チューリッヒは、インズウェブや価格.com、NTTイフなどの一括見積りサイト経由で申込んだ場合には、TVCMでやっているような無料ロードサービスは一切ないので注意が必要だ。
チューリッヒは、一括見積りサイトでは価格を安く見せるために「ネット専用自動車保険」というロードサービスが無料セットされていない商品を販売しているが、 そのことに気づかず、テレビCMのようなサービスを期待してしまうと痛い目にあう。
<テレビCMのような無料ロードサービスが必要な場合は、チューリッヒ社の公式サイトから加入する必要があるが、保険料は一括見積りサイトの「ネット専用自動車保険」より高くなっている。

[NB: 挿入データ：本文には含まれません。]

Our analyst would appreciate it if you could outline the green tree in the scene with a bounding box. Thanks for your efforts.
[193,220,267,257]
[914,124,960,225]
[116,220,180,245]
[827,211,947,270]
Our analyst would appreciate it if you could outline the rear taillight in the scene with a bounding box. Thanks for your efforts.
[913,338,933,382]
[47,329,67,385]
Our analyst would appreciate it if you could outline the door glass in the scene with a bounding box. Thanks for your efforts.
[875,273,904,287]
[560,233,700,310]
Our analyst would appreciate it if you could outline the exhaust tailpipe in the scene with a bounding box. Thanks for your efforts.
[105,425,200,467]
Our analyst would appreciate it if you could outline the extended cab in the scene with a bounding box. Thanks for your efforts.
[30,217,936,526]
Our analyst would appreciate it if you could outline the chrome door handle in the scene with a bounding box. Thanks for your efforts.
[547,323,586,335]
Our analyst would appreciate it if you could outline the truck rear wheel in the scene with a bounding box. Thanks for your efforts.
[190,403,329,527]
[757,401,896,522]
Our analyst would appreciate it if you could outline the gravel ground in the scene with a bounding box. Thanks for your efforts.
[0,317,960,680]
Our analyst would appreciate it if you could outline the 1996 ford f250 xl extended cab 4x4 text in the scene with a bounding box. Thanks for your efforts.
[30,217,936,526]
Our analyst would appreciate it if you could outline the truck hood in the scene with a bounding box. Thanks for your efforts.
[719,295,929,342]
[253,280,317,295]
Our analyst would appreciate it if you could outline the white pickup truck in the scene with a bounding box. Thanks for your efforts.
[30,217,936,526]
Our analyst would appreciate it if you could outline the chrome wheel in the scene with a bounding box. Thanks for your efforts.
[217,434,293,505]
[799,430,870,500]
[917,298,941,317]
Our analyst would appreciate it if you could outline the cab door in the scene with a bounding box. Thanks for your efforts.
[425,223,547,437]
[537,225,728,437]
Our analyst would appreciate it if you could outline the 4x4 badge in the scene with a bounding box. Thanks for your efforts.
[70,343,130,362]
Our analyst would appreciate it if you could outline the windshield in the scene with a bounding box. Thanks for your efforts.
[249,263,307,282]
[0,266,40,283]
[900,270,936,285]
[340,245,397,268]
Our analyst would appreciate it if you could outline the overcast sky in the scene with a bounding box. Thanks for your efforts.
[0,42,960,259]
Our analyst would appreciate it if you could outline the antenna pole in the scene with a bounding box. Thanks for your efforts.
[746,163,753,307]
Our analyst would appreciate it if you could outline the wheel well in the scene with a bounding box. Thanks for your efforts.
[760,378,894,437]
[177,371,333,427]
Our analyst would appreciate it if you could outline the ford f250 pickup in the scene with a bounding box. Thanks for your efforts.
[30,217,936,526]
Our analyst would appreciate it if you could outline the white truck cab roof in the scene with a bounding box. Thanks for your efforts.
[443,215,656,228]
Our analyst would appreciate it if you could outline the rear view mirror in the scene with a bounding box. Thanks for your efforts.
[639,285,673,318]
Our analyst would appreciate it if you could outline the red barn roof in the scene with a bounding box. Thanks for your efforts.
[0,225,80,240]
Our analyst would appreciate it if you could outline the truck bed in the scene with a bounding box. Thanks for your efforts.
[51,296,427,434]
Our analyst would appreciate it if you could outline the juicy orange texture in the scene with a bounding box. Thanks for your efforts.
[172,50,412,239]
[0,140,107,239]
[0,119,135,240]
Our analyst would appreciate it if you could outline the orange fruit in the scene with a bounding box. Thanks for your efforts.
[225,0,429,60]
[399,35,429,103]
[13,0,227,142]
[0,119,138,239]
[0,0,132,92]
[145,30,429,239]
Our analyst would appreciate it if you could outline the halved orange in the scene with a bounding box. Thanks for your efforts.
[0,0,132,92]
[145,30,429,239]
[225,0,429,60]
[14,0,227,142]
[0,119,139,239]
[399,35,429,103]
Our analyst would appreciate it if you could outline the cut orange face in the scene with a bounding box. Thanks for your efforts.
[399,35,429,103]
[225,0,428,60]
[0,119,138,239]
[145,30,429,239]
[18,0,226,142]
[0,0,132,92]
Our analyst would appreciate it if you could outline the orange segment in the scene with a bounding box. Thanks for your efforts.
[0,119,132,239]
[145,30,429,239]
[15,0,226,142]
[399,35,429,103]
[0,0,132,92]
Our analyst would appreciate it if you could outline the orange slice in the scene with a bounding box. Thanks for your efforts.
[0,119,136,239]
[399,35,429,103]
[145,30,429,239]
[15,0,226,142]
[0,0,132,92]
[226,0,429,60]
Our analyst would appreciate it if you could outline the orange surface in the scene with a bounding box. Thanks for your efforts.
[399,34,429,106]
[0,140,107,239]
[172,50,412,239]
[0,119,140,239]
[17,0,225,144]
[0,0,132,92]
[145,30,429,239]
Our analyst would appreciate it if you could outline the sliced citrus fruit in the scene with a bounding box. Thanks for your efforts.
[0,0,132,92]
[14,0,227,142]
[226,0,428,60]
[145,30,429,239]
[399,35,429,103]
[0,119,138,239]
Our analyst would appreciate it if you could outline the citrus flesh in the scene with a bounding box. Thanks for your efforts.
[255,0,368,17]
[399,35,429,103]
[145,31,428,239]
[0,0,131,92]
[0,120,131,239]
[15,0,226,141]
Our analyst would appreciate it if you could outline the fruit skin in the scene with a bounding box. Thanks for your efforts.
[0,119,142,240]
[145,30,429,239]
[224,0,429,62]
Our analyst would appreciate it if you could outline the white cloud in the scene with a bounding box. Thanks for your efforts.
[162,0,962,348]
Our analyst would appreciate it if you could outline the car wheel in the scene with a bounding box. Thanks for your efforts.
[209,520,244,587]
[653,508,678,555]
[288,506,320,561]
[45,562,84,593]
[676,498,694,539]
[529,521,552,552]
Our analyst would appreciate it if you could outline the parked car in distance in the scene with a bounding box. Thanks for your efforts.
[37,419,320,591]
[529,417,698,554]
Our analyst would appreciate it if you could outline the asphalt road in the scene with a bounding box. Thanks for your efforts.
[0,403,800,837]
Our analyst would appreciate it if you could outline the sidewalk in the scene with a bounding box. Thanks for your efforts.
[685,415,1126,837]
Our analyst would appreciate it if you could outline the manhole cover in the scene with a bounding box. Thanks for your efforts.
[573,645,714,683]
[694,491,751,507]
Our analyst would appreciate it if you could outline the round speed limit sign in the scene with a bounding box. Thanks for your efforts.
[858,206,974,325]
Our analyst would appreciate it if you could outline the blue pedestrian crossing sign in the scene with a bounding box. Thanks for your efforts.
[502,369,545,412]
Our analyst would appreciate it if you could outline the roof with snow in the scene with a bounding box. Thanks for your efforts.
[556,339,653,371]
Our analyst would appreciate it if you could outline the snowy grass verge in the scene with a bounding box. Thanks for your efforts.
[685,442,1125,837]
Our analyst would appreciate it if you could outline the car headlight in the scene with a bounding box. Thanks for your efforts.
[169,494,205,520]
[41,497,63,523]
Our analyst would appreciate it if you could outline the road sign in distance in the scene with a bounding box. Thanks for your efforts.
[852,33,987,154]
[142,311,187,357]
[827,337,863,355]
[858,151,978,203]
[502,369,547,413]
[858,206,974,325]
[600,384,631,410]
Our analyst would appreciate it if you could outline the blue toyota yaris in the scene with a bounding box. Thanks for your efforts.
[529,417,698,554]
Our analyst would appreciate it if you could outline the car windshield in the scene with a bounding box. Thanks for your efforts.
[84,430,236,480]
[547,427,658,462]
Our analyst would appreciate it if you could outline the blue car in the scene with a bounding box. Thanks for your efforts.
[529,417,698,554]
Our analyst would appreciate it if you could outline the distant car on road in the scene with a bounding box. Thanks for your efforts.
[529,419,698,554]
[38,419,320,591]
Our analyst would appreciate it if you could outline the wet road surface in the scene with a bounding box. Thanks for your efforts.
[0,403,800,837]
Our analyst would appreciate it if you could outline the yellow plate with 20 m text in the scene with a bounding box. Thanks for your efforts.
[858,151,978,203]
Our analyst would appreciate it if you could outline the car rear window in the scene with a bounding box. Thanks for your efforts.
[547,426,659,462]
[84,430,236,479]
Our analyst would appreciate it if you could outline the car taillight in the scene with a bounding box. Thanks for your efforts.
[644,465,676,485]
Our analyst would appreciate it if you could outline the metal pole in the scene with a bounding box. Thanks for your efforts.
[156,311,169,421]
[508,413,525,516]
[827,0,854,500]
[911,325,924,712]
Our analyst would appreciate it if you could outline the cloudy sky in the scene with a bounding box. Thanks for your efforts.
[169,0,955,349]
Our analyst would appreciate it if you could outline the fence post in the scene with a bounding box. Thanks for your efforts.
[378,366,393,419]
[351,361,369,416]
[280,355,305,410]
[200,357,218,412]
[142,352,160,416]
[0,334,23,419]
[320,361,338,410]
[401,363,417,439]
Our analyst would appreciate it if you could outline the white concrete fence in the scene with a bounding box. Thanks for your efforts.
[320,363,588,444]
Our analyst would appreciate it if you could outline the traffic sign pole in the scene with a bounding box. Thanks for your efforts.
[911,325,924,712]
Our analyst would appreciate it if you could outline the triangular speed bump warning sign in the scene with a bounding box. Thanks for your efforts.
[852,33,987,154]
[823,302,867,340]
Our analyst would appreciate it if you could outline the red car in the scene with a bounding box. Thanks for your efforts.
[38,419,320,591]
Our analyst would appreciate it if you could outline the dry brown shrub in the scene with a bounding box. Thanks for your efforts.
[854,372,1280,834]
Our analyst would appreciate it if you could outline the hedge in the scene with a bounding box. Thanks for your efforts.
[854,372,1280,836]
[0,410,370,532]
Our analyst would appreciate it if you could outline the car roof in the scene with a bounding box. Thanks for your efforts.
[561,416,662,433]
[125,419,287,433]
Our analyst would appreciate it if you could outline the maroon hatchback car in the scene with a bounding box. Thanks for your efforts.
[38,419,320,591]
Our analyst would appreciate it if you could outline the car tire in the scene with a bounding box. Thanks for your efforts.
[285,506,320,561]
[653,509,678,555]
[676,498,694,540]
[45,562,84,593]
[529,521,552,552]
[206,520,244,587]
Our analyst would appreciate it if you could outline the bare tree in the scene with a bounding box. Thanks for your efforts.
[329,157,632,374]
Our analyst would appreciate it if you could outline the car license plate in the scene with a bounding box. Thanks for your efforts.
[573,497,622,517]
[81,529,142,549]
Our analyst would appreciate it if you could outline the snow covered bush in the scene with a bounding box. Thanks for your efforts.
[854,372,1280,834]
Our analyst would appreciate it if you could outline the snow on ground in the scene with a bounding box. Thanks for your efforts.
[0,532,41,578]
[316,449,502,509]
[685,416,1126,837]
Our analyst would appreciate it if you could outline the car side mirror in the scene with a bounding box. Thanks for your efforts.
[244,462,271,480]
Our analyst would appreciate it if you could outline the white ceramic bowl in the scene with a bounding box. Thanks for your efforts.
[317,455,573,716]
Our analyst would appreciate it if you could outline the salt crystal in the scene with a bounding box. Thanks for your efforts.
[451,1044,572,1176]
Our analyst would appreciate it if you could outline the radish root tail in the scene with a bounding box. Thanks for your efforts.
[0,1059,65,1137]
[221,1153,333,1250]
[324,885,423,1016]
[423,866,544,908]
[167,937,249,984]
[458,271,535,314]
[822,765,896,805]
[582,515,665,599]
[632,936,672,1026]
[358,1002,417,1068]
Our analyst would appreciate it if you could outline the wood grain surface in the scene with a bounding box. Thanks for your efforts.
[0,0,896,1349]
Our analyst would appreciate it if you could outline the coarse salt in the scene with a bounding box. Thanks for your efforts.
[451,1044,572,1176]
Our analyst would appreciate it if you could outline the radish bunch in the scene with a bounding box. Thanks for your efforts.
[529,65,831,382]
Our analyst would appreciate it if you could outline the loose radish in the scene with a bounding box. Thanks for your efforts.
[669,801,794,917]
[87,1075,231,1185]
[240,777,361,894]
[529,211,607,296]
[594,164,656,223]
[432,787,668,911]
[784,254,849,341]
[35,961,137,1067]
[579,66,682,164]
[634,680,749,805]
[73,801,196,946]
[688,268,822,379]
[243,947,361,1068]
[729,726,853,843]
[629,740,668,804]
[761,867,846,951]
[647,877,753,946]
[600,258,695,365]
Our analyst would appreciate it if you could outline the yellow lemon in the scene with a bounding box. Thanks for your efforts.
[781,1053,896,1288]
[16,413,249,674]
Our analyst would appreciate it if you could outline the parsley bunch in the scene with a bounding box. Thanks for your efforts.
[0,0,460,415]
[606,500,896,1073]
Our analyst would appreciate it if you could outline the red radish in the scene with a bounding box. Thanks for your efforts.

その他の会社は拠点数ではJAFを基準に考えると、最も数が少ない三井ダイレクトでも3,300とJAFを上回っておりどの会社でも基本的には問題ないと思われる。

むしろ、無料のレッカー距離数が重要である。
一般的に無料距離数を超えた場合の1キロあたりの単価は600円程度であり、仮に10キロ超過すると6000円自己負担となってしまう。

無料の距離ではチューリッヒとそんぽ24がダントツの100キロまで、次いでイーデザインの60キロ、SBI損保、ソニー損保、三井ダイレクトの50キロ、アクサ損害保険の35キロと続く。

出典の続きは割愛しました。